それでも、ずっと想ってきた相手にほんとうの気持ちを伝えるということは、心から照れるもので。
言ってしまったことを急に自覚して、足元から熱が上がってくる。
…風邪のせいなのか、告白のせいなのか、今となってはもう分からない。
それでも、茶々は赤くなっていく俺をよそに、また口を動かしていた。
「…あたし、1年間、近海のいる大学に受かるために頑張ってきたけど、」
「…うん」
「不安で、押しつぶされそうだったよ。前みたいに、近海も…みんなも、そばにいるわけじゃなかったから。つらい時とか、不安になった時に、ちゃんと話を聞いてくれるみんなが、いなかったから」
「…そーだな」
「だから、不安になったら近海に連絡してた。勉強教えてって言ってた。近海に頑張れって言われたら、頑張れる気がしたから。不安が、取れる気がしたから」
「……」
「たくさん、甘えてごめんなさい…」
小さな手の甲で、茶々は目元を拭った。濡れた睫毛が、パチパチと動いて、もう一粒生まれた涙が、ポタリと彼女の膝を伝って落ちた。
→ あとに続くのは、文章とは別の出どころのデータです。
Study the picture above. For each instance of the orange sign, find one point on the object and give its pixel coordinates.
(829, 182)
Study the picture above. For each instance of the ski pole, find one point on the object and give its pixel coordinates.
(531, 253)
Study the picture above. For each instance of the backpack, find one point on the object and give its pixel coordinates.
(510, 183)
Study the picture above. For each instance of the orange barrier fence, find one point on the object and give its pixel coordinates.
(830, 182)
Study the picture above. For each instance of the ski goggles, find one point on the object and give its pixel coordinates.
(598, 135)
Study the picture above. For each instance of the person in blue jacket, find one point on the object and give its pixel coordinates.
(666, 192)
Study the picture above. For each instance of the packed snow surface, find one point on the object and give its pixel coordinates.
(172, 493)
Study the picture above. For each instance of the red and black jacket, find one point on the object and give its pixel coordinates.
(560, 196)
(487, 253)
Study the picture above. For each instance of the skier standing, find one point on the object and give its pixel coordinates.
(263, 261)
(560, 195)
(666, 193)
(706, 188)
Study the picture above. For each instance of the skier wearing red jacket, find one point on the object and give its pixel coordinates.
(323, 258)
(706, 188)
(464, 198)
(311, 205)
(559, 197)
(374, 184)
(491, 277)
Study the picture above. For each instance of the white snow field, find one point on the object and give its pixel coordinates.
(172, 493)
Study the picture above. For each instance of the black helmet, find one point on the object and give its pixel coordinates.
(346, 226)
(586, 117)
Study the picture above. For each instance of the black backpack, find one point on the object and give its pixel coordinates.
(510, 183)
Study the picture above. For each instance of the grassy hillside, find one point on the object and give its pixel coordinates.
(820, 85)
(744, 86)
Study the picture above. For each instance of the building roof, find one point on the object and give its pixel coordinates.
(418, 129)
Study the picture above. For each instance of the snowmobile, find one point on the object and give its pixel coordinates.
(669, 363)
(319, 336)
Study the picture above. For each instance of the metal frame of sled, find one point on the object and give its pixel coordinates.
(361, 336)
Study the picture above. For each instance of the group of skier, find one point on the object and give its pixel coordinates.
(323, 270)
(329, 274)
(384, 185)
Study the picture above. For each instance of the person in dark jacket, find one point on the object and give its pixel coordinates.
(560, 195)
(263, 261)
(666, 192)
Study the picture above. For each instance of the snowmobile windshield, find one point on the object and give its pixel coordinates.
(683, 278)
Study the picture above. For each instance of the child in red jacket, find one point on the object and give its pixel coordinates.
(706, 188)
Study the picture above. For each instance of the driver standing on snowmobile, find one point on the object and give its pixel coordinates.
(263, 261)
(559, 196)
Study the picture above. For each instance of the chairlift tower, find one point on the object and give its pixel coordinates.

「昔から…、近海には甘えちゃう…。つらいことあると、泣きたくないのに、近海の前では泣いちゃう。イライラすると、あたっちゃう。近海には、いつも…」
「……っ、なんで?」
ぼーっとする。さっきから、現実ではない気がしていた。
熱く火照った身体が、ふわふわと、宙に浮いてしまいそうだ。
「…安心、するから…」
「ん?」
「近海のそばにいると、安心するから」
彼女の声を聞きながら、頭に触れていた手で、彼女の頰を包んだ。そのかたちを、なぞるように。
一瞬、ぴくんと身体が動いた。
熱くなった手のひらに、彼女の冷たい体温が当たると、急に現実に引き戻されるような気がした。